Page 16:  · Web viewDengan menerima lamaran pernikahan Kristus, kita menjadi bertunangan atau bertunangan dengan-Nya di kehidupan sekarang ini. “Aku menunangkan kamu kepada Kristus,”

fiktif yang kita dambakan. Perintah ke sepuluh, kemudian, memerintahkan kita untuk puas dengan dan untuk pasangan kita, dengan melawan godaan untuk mencari "rumput yang lebih hijau di luar pagar."

KESIMPULAN

Perkawinan Kristen, supaya stabil dan permanen, perlu dibangun di atas fondasi komitmen perjanjian bersama yang tanpa syarat yang tidak akan mengizinkan apa pun atau siapa pun “memecah” ikatan perkawinan yang didirikan oleh Allah. Untuk menerima pandangan Alkitabiah tentang pernikahan ini sebagai perjanjian kudus berarti bersedia membuat komitmen total, eksklusif, berkelanjutan, dan berkembang untuk pasangan pernikahan kita. Komitmen semacam itu tidak mudah atau bebas masalah. Sama seperti komitmen perjanjian kita kepada Allah yang membutuhkan ketaatan kepada prinsip-prinsip yang terkandung dalam Sepuluh Perintah Allah, maka komitmen perjanjian kita kepada pasangan pernikahan kita menuntut kepatuhan terhadap prinsip-prinsip dari Sepuluh Perintah yang berlaku untuk hubungan pernikahan kita.
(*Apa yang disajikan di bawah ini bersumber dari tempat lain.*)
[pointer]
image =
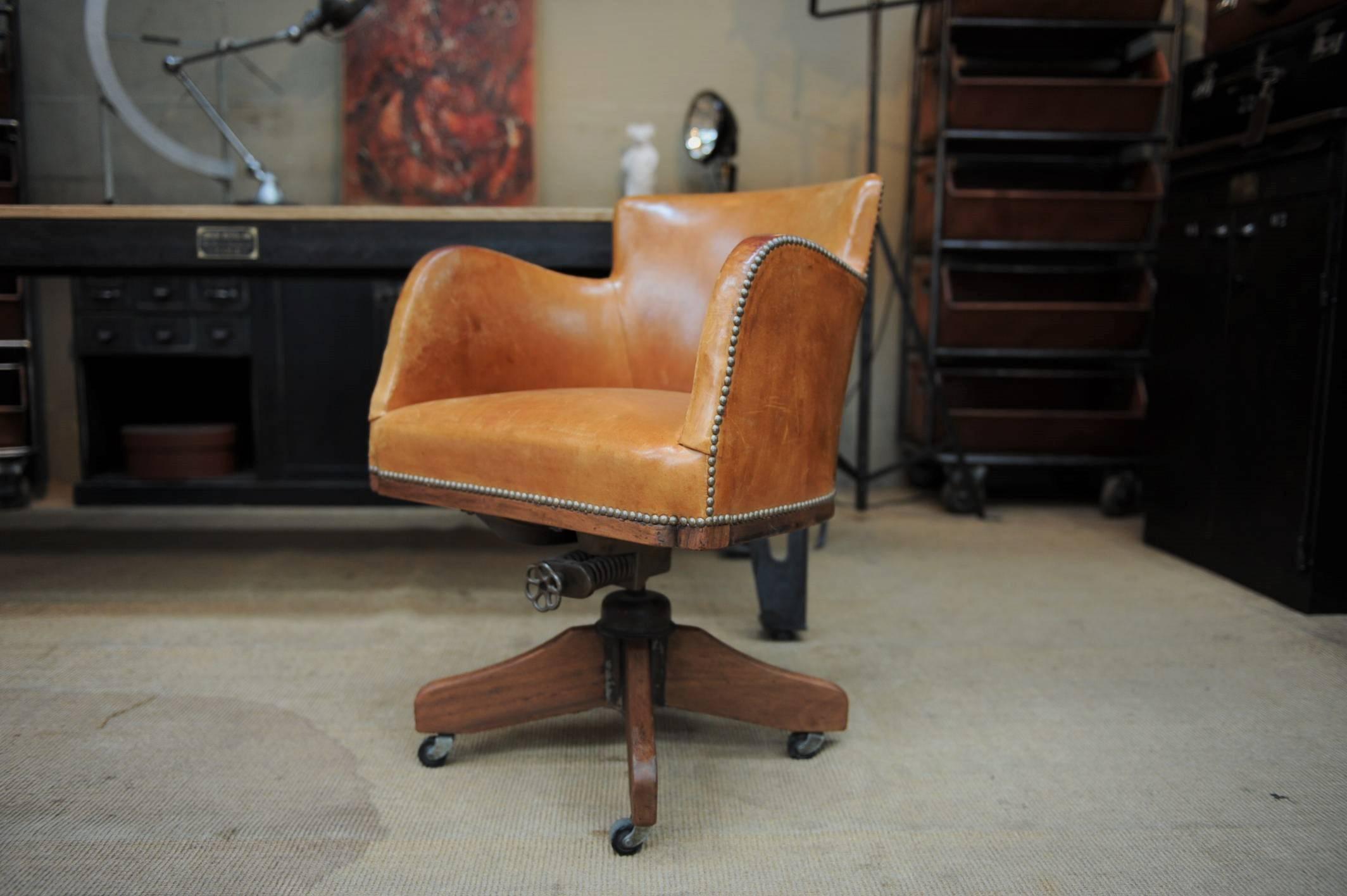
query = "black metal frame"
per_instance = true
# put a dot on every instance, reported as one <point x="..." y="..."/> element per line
<point x="860" y="471"/>
<point x="1125" y="254"/>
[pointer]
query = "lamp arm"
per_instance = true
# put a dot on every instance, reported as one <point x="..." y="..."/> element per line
<point x="255" y="168"/>
<point x="228" y="46"/>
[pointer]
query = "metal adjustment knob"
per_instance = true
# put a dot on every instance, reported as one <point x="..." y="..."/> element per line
<point x="543" y="588"/>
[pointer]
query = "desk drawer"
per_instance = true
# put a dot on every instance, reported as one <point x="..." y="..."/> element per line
<point x="220" y="294"/>
<point x="216" y="335"/>
<point x="165" y="335"/>
<point x="104" y="336"/>
<point x="224" y="336"/>
<point x="104" y="294"/>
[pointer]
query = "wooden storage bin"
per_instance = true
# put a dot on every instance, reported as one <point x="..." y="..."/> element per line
<point x="1089" y="413"/>
<point x="1011" y="309"/>
<point x="11" y="308"/>
<point x="1049" y="204"/>
<point x="991" y="96"/>
<point x="180" y="452"/>
<point x="14" y="406"/>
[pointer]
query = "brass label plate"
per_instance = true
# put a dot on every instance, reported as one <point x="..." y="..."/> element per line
<point x="228" y="243"/>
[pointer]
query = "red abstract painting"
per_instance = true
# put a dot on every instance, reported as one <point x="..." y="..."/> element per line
<point x="439" y="104"/>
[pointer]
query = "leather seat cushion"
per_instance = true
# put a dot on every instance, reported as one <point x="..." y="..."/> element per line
<point x="606" y="446"/>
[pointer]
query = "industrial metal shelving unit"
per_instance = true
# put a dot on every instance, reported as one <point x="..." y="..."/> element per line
<point x="22" y="463"/>
<point x="926" y="456"/>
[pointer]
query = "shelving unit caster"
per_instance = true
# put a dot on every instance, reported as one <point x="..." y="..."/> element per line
<point x="1121" y="494"/>
<point x="965" y="488"/>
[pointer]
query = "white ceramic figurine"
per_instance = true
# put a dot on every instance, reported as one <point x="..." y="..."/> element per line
<point x="639" y="161"/>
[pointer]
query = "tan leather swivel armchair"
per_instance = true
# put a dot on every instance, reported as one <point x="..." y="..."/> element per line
<point x="692" y="399"/>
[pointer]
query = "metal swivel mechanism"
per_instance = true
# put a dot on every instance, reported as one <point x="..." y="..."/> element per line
<point x="634" y="659"/>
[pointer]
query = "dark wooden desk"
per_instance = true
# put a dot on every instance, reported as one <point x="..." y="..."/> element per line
<point x="271" y="318"/>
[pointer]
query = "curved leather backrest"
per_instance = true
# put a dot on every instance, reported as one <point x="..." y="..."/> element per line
<point x="668" y="251"/>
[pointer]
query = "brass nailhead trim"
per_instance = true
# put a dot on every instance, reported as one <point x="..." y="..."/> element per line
<point x="634" y="516"/>
<point x="755" y="263"/>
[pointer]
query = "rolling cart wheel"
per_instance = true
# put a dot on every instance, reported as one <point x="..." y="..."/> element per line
<point x="923" y="473"/>
<point x="1121" y="494"/>
<point x="965" y="492"/>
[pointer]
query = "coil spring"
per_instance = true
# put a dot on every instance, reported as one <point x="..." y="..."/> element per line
<point x="606" y="570"/>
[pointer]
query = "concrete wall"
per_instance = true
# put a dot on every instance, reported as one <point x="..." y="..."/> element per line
<point x="796" y="87"/>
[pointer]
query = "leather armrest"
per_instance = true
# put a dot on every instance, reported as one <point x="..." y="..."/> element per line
<point x="771" y="373"/>
<point x="470" y="321"/>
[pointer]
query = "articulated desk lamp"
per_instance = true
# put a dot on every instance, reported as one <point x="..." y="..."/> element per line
<point x="329" y="18"/>
<point x="711" y="137"/>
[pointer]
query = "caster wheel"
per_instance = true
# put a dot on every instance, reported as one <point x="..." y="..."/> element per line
<point x="435" y="749"/>
<point x="965" y="492"/>
<point x="1121" y="494"/>
<point x="805" y="744"/>
<point x="624" y="838"/>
Tidak ada cara lain untuk masuk ke dalam sukacita pernikahan Kristen daripada dengan memikul kewajiban perjanjiannya. Ketika kita berkomitmen untuk menghormati perjanjian pernikahan kita dari kesetiaan timbal balik “sampai maut memisahkan kita, ”maka kita mengalami bagaimana Tuhan mampu secara misterius menyatukan dua kehidupan menjadi “satu daging.” Menghormati perjanjian pernikahan kita adalah hal mendasar bagi stabilitas keluarga, gereja dan masyarakat kita.